Alzheimer’s Disease (AD; or a related dementia) afflicts an estimated 44 million people worldwide. A leading cause of disabilities and with no cure at-present, early detection and prevention are key public health strategies. Researchers from the University of California/San Francisco (UCSF; California, USA) completed a meta-analysis of 323 published studies studying 93 different potential risk factors and involving over 5,000 subjects in total.
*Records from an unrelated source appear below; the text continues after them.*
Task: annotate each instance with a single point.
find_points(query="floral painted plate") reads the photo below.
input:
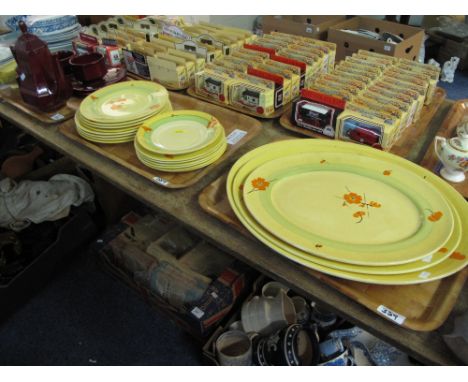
(124, 102)
(349, 207)
(179, 132)
(450, 261)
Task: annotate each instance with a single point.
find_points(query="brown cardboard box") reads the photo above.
(309, 26)
(347, 43)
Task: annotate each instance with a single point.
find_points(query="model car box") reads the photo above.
(199, 63)
(317, 111)
(290, 72)
(253, 96)
(335, 92)
(270, 81)
(299, 66)
(313, 67)
(284, 74)
(236, 64)
(348, 43)
(370, 71)
(213, 84)
(361, 85)
(352, 76)
(251, 57)
(387, 109)
(167, 70)
(263, 55)
(374, 59)
(354, 91)
(407, 78)
(391, 60)
(401, 100)
(309, 26)
(400, 87)
(367, 63)
(366, 127)
(329, 45)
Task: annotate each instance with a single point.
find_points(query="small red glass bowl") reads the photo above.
(88, 67)
(64, 59)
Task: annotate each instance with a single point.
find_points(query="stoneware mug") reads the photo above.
(234, 348)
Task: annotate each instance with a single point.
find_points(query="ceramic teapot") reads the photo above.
(453, 153)
(42, 82)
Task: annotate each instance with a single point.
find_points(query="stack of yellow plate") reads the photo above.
(114, 113)
(178, 141)
(351, 211)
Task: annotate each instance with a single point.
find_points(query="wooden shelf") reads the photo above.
(427, 347)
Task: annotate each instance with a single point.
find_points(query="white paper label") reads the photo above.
(424, 275)
(197, 312)
(398, 318)
(160, 181)
(235, 136)
(427, 259)
(57, 117)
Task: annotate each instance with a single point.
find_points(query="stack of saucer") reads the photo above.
(114, 113)
(178, 141)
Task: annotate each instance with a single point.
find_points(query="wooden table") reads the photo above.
(427, 347)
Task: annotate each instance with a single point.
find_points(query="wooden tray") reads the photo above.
(124, 153)
(426, 306)
(457, 113)
(403, 145)
(276, 114)
(134, 76)
(12, 96)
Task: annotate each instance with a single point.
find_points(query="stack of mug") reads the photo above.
(282, 329)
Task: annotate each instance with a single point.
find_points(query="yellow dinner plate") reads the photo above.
(179, 132)
(343, 206)
(186, 167)
(456, 262)
(183, 158)
(124, 101)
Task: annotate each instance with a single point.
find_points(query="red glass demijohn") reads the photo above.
(42, 82)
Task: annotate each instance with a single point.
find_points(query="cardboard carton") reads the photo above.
(348, 43)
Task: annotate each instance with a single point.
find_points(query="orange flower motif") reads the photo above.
(260, 184)
(457, 256)
(435, 216)
(352, 198)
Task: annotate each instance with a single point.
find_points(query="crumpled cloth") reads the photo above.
(29, 201)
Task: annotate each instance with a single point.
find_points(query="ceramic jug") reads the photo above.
(453, 153)
(42, 82)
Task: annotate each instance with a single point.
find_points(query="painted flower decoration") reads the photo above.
(353, 198)
(457, 256)
(260, 184)
(435, 216)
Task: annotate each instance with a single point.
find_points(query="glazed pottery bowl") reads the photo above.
(88, 67)
(64, 59)
(234, 348)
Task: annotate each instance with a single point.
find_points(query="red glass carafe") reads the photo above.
(42, 82)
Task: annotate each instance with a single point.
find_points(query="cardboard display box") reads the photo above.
(309, 26)
(348, 43)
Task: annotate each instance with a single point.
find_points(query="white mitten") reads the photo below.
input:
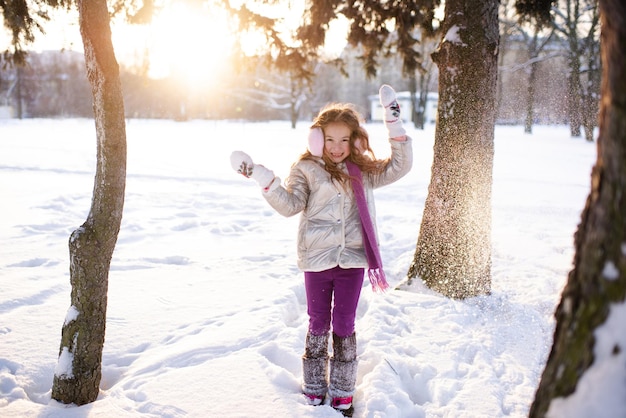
(243, 164)
(392, 119)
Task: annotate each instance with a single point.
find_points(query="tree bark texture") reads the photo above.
(453, 252)
(599, 274)
(91, 245)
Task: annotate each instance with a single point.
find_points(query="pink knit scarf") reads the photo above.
(375, 265)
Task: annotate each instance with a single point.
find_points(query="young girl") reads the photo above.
(331, 186)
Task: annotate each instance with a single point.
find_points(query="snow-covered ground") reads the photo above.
(207, 312)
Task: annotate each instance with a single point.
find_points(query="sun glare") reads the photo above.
(189, 43)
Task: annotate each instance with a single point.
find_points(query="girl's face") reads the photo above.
(337, 141)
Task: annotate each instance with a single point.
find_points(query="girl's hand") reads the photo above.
(391, 117)
(243, 164)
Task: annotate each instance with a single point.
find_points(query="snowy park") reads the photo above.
(206, 307)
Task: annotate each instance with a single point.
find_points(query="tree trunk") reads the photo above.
(574, 98)
(530, 99)
(453, 252)
(599, 275)
(91, 246)
(532, 81)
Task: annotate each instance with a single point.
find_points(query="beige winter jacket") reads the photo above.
(329, 234)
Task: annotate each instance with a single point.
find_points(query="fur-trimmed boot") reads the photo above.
(315, 368)
(343, 366)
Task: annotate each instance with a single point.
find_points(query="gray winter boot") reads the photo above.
(343, 373)
(315, 368)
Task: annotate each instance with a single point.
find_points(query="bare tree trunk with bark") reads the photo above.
(453, 252)
(78, 374)
(598, 279)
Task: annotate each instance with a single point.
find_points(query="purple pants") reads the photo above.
(345, 285)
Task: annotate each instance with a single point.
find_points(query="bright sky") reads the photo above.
(166, 41)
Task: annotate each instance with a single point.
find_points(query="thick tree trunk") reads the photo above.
(453, 252)
(599, 275)
(78, 374)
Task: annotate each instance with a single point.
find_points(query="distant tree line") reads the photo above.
(53, 84)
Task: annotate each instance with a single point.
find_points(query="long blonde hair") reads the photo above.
(361, 153)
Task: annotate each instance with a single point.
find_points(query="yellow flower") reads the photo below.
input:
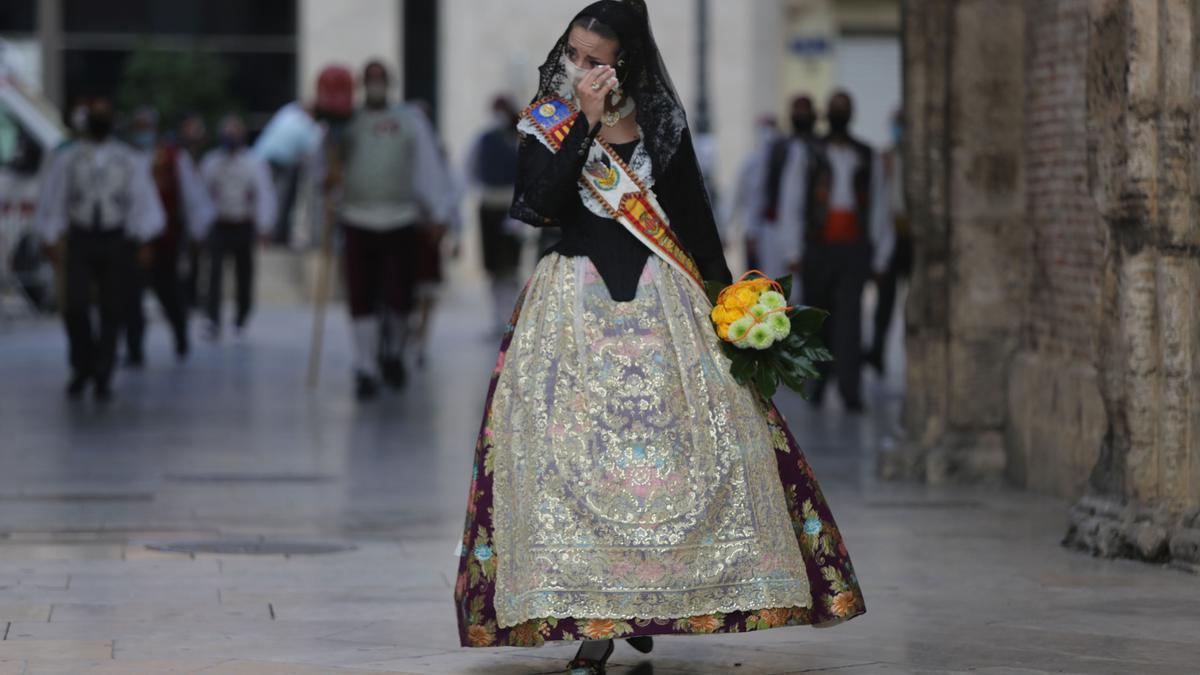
(703, 623)
(844, 603)
(747, 297)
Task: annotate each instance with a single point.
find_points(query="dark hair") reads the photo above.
(604, 30)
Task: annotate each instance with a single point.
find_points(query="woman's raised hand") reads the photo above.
(592, 91)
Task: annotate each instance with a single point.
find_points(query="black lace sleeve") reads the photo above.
(546, 180)
(682, 192)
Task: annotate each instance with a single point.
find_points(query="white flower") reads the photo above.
(773, 300)
(739, 328)
(760, 336)
(779, 324)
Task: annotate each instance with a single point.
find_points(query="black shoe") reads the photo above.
(394, 372)
(76, 387)
(643, 644)
(588, 665)
(365, 387)
(875, 359)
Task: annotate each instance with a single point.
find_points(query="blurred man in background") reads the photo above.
(241, 190)
(287, 143)
(193, 139)
(900, 263)
(843, 250)
(749, 192)
(97, 192)
(189, 214)
(393, 183)
(492, 169)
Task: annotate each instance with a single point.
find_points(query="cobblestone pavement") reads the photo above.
(232, 446)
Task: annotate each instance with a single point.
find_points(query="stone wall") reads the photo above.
(1055, 312)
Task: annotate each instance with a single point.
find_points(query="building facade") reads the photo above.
(1054, 322)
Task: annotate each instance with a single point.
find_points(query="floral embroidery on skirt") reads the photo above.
(624, 485)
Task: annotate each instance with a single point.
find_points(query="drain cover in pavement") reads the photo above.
(252, 548)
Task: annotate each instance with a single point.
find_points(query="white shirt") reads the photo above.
(432, 186)
(241, 187)
(843, 163)
(197, 208)
(291, 137)
(103, 185)
(749, 196)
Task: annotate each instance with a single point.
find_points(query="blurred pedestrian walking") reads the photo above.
(436, 239)
(189, 215)
(745, 208)
(492, 168)
(847, 246)
(287, 143)
(393, 189)
(899, 266)
(193, 139)
(99, 192)
(241, 189)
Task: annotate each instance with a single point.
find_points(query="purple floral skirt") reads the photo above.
(835, 593)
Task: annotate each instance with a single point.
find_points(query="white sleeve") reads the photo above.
(198, 209)
(432, 180)
(793, 193)
(265, 204)
(147, 216)
(51, 216)
(883, 236)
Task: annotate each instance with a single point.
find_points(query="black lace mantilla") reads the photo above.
(659, 112)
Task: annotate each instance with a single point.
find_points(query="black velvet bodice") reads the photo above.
(547, 195)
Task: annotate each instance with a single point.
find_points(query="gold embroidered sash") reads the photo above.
(611, 181)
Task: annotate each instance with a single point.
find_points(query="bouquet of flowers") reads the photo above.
(767, 341)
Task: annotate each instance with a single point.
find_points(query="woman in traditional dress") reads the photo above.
(624, 484)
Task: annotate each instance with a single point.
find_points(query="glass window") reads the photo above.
(181, 17)
(18, 16)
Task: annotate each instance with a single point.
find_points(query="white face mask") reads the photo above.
(574, 75)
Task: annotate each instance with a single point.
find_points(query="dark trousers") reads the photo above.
(381, 268)
(899, 267)
(502, 250)
(163, 279)
(287, 183)
(834, 276)
(100, 262)
(235, 239)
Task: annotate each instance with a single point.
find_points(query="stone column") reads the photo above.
(964, 106)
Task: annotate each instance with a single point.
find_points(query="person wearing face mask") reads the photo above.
(99, 192)
(189, 215)
(244, 195)
(850, 244)
(394, 192)
(795, 190)
(900, 263)
(492, 168)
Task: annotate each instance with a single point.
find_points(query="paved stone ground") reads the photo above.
(232, 444)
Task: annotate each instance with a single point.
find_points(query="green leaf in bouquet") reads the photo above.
(807, 321)
(713, 288)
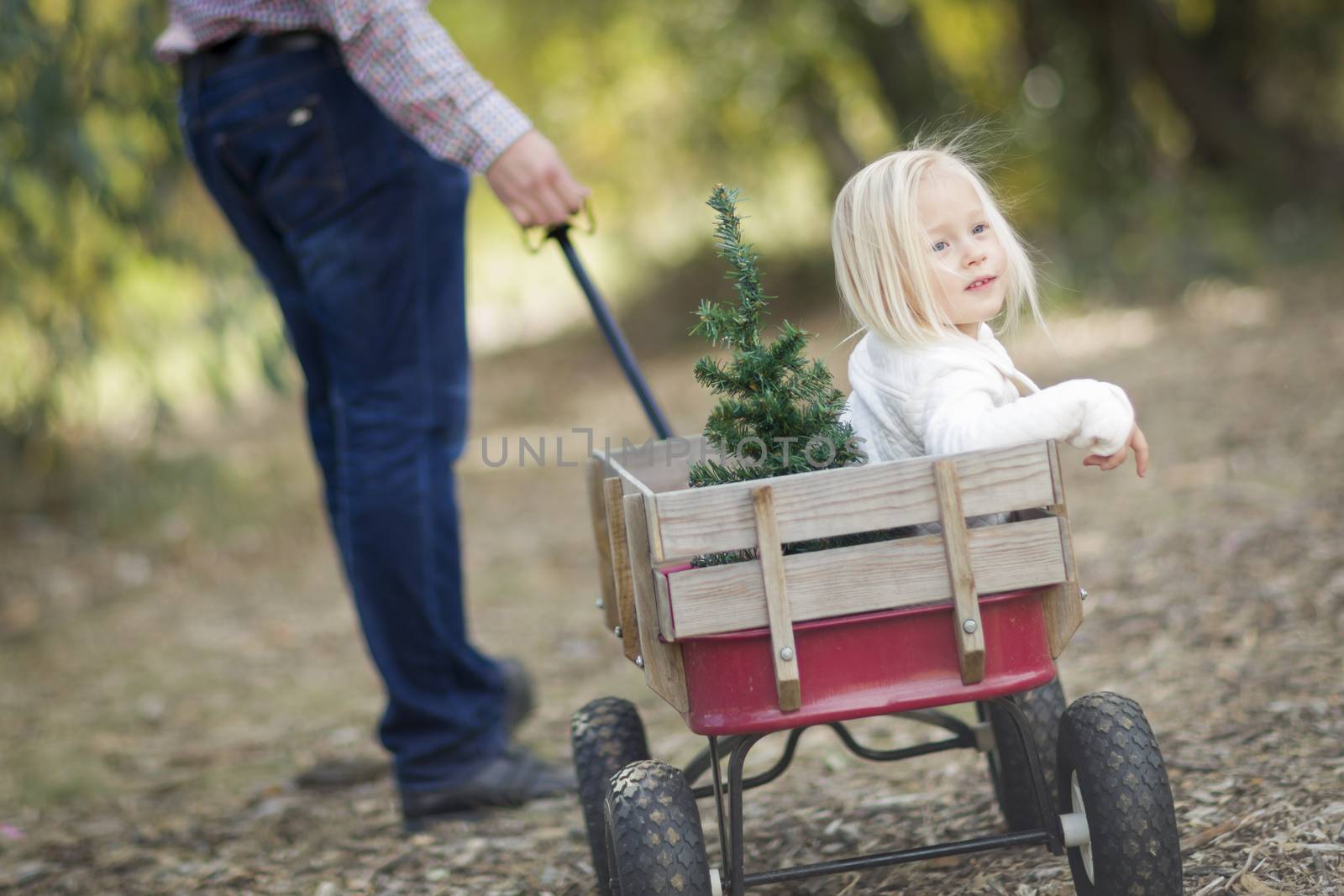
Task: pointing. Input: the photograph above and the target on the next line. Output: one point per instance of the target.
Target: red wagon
(918, 610)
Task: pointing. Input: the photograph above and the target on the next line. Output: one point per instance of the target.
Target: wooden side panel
(620, 558)
(663, 669)
(660, 466)
(777, 602)
(601, 539)
(866, 577)
(859, 499)
(965, 602)
(1063, 604)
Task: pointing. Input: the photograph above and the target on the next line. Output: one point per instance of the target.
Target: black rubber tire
(1135, 846)
(1008, 768)
(655, 842)
(606, 735)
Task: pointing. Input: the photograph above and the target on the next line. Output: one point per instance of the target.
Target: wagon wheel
(606, 736)
(1112, 773)
(1008, 768)
(654, 839)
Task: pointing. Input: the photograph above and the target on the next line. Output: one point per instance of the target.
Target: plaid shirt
(394, 49)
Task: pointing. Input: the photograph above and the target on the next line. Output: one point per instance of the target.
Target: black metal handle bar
(561, 234)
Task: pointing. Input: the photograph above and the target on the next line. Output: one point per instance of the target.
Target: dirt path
(150, 736)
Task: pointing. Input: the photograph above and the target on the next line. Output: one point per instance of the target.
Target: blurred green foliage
(1146, 141)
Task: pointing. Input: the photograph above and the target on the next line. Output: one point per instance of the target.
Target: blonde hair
(884, 265)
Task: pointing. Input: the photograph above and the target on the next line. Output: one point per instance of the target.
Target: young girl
(924, 259)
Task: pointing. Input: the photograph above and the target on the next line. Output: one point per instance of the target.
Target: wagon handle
(561, 234)
(588, 226)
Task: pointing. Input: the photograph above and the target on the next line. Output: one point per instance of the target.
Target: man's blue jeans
(360, 233)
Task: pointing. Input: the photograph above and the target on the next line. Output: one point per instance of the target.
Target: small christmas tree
(780, 412)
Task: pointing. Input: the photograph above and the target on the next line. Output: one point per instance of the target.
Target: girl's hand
(1110, 463)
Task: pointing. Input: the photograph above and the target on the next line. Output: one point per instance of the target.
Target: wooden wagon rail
(648, 526)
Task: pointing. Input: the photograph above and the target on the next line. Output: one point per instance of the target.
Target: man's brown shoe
(511, 779)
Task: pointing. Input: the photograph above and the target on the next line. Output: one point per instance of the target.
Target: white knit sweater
(967, 396)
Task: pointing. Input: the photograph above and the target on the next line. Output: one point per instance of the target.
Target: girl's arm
(961, 416)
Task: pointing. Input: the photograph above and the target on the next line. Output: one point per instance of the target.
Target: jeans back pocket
(289, 161)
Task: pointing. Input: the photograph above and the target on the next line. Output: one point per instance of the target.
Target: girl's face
(965, 254)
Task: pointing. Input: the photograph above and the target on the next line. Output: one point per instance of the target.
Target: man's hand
(531, 181)
(1110, 463)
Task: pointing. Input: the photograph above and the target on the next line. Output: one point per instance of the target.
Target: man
(338, 137)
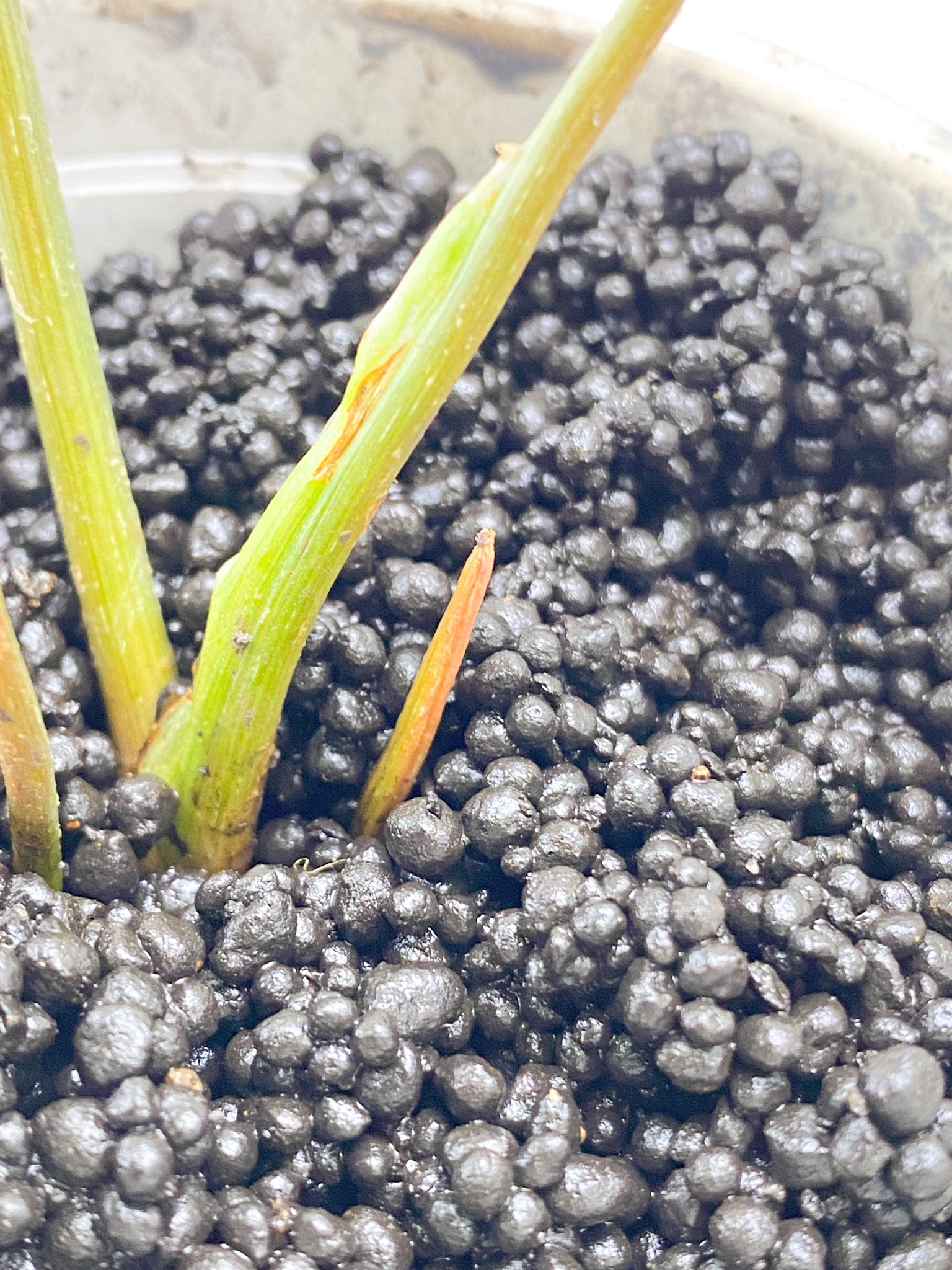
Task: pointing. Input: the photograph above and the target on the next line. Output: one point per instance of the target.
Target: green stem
(58, 345)
(27, 765)
(408, 361)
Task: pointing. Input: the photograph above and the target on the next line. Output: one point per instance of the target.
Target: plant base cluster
(656, 969)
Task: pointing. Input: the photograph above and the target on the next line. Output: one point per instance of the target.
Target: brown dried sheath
(397, 770)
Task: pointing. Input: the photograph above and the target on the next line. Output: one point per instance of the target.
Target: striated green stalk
(398, 768)
(58, 345)
(408, 361)
(27, 765)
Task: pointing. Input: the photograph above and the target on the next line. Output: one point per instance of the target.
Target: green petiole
(58, 345)
(27, 765)
(407, 363)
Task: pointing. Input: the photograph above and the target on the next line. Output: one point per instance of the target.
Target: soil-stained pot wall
(161, 107)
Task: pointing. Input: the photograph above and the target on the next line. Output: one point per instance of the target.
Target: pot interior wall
(186, 103)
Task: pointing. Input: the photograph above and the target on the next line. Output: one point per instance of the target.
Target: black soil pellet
(654, 968)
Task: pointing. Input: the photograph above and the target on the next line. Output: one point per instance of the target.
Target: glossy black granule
(654, 970)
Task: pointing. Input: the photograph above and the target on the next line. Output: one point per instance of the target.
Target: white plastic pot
(162, 107)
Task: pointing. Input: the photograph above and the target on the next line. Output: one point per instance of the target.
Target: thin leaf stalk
(407, 363)
(27, 765)
(403, 757)
(99, 520)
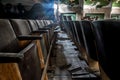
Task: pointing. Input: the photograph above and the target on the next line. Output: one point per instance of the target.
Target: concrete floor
(67, 64)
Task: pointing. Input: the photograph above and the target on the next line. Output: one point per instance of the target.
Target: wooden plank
(9, 71)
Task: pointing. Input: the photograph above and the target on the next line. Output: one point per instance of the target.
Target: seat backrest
(33, 25)
(29, 65)
(8, 40)
(89, 39)
(107, 34)
(20, 26)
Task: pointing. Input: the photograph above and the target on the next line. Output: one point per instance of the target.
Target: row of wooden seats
(100, 39)
(23, 51)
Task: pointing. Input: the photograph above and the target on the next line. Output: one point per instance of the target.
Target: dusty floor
(67, 64)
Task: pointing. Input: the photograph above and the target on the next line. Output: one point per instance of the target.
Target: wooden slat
(9, 71)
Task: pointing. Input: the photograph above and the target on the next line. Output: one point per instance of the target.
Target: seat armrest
(10, 57)
(47, 28)
(29, 37)
(40, 31)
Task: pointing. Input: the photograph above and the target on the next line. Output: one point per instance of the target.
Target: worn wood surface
(9, 71)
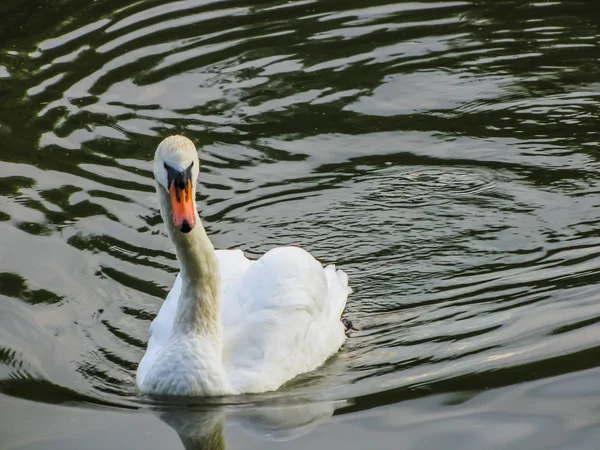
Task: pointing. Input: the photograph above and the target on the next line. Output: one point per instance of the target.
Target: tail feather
(338, 288)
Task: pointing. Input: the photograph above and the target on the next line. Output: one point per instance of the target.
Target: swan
(231, 325)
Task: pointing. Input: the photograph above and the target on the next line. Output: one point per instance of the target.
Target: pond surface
(444, 154)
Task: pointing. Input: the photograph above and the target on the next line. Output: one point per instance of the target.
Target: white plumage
(231, 325)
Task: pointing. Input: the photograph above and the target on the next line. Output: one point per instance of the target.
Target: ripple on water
(440, 153)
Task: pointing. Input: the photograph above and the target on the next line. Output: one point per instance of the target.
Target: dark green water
(444, 154)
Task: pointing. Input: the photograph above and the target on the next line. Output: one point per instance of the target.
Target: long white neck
(198, 308)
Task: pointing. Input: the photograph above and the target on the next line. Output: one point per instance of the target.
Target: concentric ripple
(444, 154)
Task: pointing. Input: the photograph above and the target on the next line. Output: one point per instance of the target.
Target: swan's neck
(198, 308)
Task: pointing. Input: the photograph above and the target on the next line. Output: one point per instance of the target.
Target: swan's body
(231, 325)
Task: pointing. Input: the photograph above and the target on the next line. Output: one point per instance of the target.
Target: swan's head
(176, 169)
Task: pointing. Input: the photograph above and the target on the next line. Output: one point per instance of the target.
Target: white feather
(279, 316)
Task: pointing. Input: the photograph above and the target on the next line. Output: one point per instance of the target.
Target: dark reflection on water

Data analysis revealed certain protective factors, namely: the female hormone estrogen; cholesterol lowering drugs (statins), drugs to lower high blood pressure, and anti-inflammatory drugs (NSAIDs); nutrients including folate, vitamins C and E; and functional foods such as coffee. Conversely, certain factors raised AD risk: elevated homoysteine and depression significantly increase risk of developing AD. Pre-existing disease also played a role: frailty, carotid atherosclerosis, hypertension, low diastolic blood pressure, type 2 diabetes mellitus (Asian population) increasing risk whereas history of arthritis, heart disease, metabolic syndrome and cancer decreasing risk) and lifestyle (low education, high body mass index (BMI) in mid-life and low BMI increasing the risk. The study authors report that: “cognitive activity, current smoking (Western population), light-to-moderate drinking, stress, high BMI in late-life [decrease]… AD risk.”
Alzheimer’s Disease: Multifactorial and Modifiable
Wei Xu, Lan Tan, Hui-Fu Wang, Teng Jiang, Meng-Shan Tan, Lin Tan, Qing-Fei Zhao, Jie-Qiong Li, Jun Wang, Jin-Tai Yu. “Meta-analysis of modifiable risk factors for Alzheimer's disease.” J Neurol Neurosurg Psychiatry, 20 August 2015.